Charlottesville, Albemarle County schools prepare for in-person graduations following Northam’s announcement

They may not be full of the usual hugs and handshakes, but in-person graduations look to be moving ahead in Virginia.

Charlottesville, Albemarle County schools prepare for in-person graduations following Northam’s announcement

CHARLOTTESVILLE, Va. (WVIR) - They may not be full of the usual hugs and handshakes, but in-person graduations look to be moving ahead in Virginia.

The guidance from Gov. Ralph Northam says outdoor graduation ceremonies can host up to 5,000 people or 30% of the venue’s capacity, whichever is less. That has central Virginia area school districts feeling excited.

It’s almost time, so get ready for the familiar sound of ‘Pomp and Circumstance.’ In-person graduations are being planned in Charlottesville and Albemarle County following the governor’s announcement.

“There was a buzz in the hallway and we started to adjust our plans accordingly,” said Eric Irizarry, Charlottesville High School’s principal.

Irizarry, or Dr. I as his students call him, says CHS was incredibly excited to hear the news. The plans aren’t final yet for this year’s graduation, though Irizarry says it will be outside as the CHS team is working on making it a special and memorable day.

“I hope they look back at graduation and realize how special it will be to bring everyone back together for an event that is our pinnacle of the school year here at Charlottesville High School,” he said.

Over in Albemarle County, there’s the same level of enthusiasm for a chance at a more proper send-off.

“It’s a profound moment in their life,” said Albemarle County Public Schools Spokesperson Phil Giaramita. “And to rob students of the joy of that moment was a difficult reality to face up to.”

To give the over 1,000 high schoolers across the county that experience, Giaramita says graduation may look a bit different.
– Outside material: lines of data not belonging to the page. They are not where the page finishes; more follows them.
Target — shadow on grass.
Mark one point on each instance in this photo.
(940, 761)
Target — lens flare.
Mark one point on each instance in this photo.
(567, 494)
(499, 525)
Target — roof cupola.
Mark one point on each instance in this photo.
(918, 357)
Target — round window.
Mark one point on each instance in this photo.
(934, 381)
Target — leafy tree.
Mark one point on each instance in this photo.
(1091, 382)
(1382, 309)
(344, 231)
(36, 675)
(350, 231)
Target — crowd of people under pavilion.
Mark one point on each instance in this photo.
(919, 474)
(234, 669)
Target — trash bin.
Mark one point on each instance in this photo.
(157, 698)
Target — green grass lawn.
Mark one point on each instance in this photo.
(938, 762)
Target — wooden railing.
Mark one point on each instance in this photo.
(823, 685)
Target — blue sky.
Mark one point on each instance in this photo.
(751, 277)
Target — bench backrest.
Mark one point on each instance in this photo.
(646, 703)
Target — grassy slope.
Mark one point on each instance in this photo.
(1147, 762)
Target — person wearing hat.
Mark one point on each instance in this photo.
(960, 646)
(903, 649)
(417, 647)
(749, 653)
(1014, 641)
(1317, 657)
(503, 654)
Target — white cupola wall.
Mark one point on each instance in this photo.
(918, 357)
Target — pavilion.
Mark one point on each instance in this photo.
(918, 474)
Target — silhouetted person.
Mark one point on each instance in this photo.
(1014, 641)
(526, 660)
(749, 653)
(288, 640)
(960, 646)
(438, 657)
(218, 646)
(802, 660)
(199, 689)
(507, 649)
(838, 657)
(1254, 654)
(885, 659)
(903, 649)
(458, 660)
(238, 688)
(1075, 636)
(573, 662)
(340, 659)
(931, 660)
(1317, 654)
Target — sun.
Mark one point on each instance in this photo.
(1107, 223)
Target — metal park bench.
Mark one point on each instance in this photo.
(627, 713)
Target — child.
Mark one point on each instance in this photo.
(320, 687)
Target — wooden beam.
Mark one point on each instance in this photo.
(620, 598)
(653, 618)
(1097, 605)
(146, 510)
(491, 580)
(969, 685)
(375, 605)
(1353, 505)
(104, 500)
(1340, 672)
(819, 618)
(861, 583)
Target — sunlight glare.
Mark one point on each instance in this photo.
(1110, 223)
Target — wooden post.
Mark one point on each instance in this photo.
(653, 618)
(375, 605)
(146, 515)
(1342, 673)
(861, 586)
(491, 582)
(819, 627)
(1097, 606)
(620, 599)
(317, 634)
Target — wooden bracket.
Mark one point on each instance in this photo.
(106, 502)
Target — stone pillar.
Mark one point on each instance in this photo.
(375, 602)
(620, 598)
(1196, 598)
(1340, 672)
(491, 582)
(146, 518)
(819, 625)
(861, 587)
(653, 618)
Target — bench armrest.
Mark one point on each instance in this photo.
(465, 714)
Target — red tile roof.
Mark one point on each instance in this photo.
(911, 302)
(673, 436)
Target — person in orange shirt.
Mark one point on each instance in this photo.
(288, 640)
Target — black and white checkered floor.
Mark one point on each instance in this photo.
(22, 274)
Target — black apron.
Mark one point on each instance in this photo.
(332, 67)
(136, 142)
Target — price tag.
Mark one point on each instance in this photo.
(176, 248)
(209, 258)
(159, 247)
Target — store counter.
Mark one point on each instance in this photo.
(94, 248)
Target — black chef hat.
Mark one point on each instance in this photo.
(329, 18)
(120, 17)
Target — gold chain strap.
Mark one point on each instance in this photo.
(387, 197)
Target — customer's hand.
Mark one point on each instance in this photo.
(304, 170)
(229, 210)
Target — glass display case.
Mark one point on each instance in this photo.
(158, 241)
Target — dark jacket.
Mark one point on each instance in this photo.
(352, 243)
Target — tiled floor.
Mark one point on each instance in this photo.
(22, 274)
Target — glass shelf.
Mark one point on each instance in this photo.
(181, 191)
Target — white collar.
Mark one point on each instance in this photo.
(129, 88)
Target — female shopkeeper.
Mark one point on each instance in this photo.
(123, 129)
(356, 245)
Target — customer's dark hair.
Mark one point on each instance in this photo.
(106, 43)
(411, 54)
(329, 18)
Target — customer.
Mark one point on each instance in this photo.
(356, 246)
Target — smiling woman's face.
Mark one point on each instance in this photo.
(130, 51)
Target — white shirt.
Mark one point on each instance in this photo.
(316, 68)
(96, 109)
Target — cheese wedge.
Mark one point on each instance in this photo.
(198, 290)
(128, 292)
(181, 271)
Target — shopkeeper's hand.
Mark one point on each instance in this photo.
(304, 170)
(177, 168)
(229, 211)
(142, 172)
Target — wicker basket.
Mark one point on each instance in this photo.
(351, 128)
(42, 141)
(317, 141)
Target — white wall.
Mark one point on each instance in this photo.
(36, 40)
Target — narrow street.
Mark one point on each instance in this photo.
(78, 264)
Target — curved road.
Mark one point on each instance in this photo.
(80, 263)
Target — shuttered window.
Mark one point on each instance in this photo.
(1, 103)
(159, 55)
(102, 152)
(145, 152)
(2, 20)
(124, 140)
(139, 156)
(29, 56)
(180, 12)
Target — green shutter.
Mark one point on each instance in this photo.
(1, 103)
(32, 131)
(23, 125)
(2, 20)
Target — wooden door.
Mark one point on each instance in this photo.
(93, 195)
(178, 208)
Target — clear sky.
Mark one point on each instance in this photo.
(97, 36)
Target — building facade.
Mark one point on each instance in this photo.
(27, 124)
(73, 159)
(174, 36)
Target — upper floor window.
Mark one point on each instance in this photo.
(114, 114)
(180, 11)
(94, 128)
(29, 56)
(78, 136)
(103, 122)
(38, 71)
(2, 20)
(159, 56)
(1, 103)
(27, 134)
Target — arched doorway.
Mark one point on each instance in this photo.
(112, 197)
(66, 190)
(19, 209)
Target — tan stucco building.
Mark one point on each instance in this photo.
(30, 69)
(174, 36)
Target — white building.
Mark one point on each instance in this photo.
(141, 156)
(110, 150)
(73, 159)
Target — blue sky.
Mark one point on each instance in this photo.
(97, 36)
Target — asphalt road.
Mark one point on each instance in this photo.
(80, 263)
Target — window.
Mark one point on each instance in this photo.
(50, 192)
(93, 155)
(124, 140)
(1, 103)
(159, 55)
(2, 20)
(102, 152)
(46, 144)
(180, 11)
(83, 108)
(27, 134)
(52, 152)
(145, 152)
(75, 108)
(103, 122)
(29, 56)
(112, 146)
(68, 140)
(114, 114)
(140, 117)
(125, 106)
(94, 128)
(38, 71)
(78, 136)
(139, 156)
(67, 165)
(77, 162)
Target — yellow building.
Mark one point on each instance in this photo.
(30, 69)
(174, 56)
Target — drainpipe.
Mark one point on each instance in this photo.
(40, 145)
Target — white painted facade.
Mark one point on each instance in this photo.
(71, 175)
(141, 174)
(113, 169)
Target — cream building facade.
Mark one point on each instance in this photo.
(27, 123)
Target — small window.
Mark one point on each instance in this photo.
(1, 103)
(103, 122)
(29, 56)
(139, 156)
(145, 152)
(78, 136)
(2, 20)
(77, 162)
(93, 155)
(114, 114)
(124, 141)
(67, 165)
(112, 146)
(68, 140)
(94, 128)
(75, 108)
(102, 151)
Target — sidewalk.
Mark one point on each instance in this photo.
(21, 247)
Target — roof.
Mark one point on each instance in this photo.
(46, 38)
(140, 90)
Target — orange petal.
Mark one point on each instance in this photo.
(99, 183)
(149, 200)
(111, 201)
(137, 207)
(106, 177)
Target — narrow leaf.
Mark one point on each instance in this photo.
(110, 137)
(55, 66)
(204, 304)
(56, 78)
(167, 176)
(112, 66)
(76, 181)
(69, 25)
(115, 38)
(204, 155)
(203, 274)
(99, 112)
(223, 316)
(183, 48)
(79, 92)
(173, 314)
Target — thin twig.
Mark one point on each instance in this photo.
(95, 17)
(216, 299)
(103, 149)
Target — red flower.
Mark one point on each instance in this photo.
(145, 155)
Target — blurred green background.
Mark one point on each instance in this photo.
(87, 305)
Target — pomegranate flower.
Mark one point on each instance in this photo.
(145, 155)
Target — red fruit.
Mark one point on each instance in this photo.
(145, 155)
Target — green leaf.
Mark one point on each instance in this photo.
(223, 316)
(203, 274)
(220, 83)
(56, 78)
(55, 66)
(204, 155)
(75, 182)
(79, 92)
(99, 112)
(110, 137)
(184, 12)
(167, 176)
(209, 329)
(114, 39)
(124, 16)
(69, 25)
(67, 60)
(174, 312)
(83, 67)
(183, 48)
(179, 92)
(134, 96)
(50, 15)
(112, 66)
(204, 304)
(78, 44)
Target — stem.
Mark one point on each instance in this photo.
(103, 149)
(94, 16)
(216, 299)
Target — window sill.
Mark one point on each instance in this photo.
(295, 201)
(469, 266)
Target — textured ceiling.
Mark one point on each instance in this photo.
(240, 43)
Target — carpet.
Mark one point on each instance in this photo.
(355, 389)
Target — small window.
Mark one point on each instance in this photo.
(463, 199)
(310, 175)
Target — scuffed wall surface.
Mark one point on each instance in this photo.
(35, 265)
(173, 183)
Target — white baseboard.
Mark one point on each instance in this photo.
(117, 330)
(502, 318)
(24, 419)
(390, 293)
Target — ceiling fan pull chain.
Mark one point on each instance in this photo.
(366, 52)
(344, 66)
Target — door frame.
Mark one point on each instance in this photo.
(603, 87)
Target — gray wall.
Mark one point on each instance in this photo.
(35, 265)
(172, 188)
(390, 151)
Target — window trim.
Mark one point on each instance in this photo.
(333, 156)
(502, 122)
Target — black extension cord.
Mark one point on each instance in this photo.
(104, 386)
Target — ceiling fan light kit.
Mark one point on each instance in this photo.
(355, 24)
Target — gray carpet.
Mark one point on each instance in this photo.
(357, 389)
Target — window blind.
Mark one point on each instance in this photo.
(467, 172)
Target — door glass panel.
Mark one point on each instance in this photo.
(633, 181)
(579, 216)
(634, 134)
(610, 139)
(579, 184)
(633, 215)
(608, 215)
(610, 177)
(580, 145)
The guidance is a helpful planning start.

“We still would be looking at more than one graduation, we might look at two or three different ceremonies to accommodate all the graduating class plus family, but it is certainly a hopeful sign.”

Giaramita said before the announcement, the county was looking at holding several smaller graduations for each of its three high schools.

While the guidance from Northam helps the area schools, it is just guidance. The official policy won’t be released until the calendar turns to April, but once it does, schools will be eager to celebrate.

“We’ll be able to share some good news with families,” Giaramita said.